Tiksi. Crédits: Galina Mozolevskaïa / ysia.ru

Tiksi : une ville dans le désert arctique

Maria Sentchoukova, journaliste brillante, a quitté un jour sa Moscou natale pour Iakoutsk. La jeune femme est rentrée dans les ordres pour devenir sœur Evguenia et exerce jusqu’à présent les fonctions d’attachée de presse de l’évêché local. En octobre dernier, elle s’est rendue avec deux évêques à Tiksi, une commune urbaine de 4 600 habitants située à seulement 1 500 km du pôle Nord, au bord de la mer des Laptev. Le mauvais temps les empêchant de repartir à la date prévue, sœur Evguenia a dû passer une semaine au beau milieu du désert arctique, en attendant que le ciel se dégage et que l’avion puisse enfin décoller. Elle revient sur son séjour dans ce lieu magique pour le site Pravmir.ru. Un témoignage passionnant sur la vie en Arctique russe. 

Le reportage photo a été réalisé par Galina Mozolevskaïa, journaliste vivant à Iakoutsk et travaillant pour le portail local d’actualités Ysia.ru.
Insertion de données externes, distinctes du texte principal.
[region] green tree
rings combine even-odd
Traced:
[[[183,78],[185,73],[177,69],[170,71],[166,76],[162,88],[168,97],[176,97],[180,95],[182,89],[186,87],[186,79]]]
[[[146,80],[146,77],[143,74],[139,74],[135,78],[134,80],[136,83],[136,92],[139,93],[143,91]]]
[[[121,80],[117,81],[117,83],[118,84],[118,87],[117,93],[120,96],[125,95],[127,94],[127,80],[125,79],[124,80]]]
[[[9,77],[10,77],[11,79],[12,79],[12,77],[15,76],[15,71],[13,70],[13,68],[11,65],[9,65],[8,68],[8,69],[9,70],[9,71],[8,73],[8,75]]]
En 2013, elle a remporté le premier prix du ministère de la nature de Iakoutie pour ses reportages sur la protection de l’environnement avant de décrocher, début 2014, « La Plume d’Or » – la plus haute récompense accordée aux journalistes de la région.

Lundi 20 octobre

Nos valises sont faites. Pendant le petit déjeuner, un représentant des autorités locales passe à la cantine. En partant, il nous dit : « Que l’Ange vous accompagne sur la route ! Quoique… vous ne partirez pas aujourd’hui ! » Nos cuillères pleines de riz s’arrêtent à mi-chemin de nos bouches. « C’est gentil de sa part de nous prévenir », remarque le père Ioann. Je me dis que ce ne serait pas si grave de passer encore quelques jours ici : j’ai mes médicaments et ma brosse à dents. Certes, il n’y a pas de lave-linge, et je déteste faire ma lessive à la main, mais le travail manuel élève l’âme, comme on dit… Les pères Roman et Nikandr, en revanche, ont l’air préoccupé. Ils devaient être dès demain à Moscou pour accompagner un groupe de pèlerins !

Je ne prends pas encore au sérieux l’avertissement du représentant des autorités. Il y a quelques heures seulement, un avion a décollé pour Irkoutsk. Et Iakoutsk est beaucoup plus proche d’ici, me dis-je naïvement. Je n’ai pas pris en compte le fait que l’avion qui vient de partir est militaire, c’est un équipement qui ne craint pas les grands froids, alors que l’avion civil que nous devons prendre est tout petit. Le vent peut l’emporter facilement, et la route est glissante…

Quelques heures plus tard, nous attendons le taxi qui doit nous amener à l’aéroport, le métropolite Ioann vient nous voir et déclare : « Vous avez entendu la nouvelle ? On ne prendra pas l’avion aujourd’hui » Je suis, malgré tout, un peu surprise.

Je dois préciser que deux jours auparavant, j’avais commencé d’interviewer le métropolite. Et là, je n’ai rien trouvé de plus intelligent à lui dire que : « Parfait, peut-être pouvons-nous revenir à notre interview, dans ce cas ? » Décidément, ce jour-là, le sentiment de tact m’avait abandonnée ! « Attendez un peu, ma sœur, m’a-t-il répondu. Je dois d’abord me réconcilier avec l’idée que nous ne partons pas aujourd’hui… »

Mardi 21 octobre

Nous ne prenons pas l’avion aujourd’hui non plus. Nous restons dans l’église toute la journée à discuter. Les gens qui vivent ici, dans le Nord polaire, sont de véritables héros. Cet été, j’ai rédigé un reportage sur le village de Depoutatskoïe, qui se trouve aussi en Arctique, mais loin de l’océan. On m’a appris plus tard que les habitants n’avaient pas apprécié mon article : « À lire son texte, on dirait qu’ici, nous ne vivons pas mais essayons en permanence de survivre ! », ont-ils dit.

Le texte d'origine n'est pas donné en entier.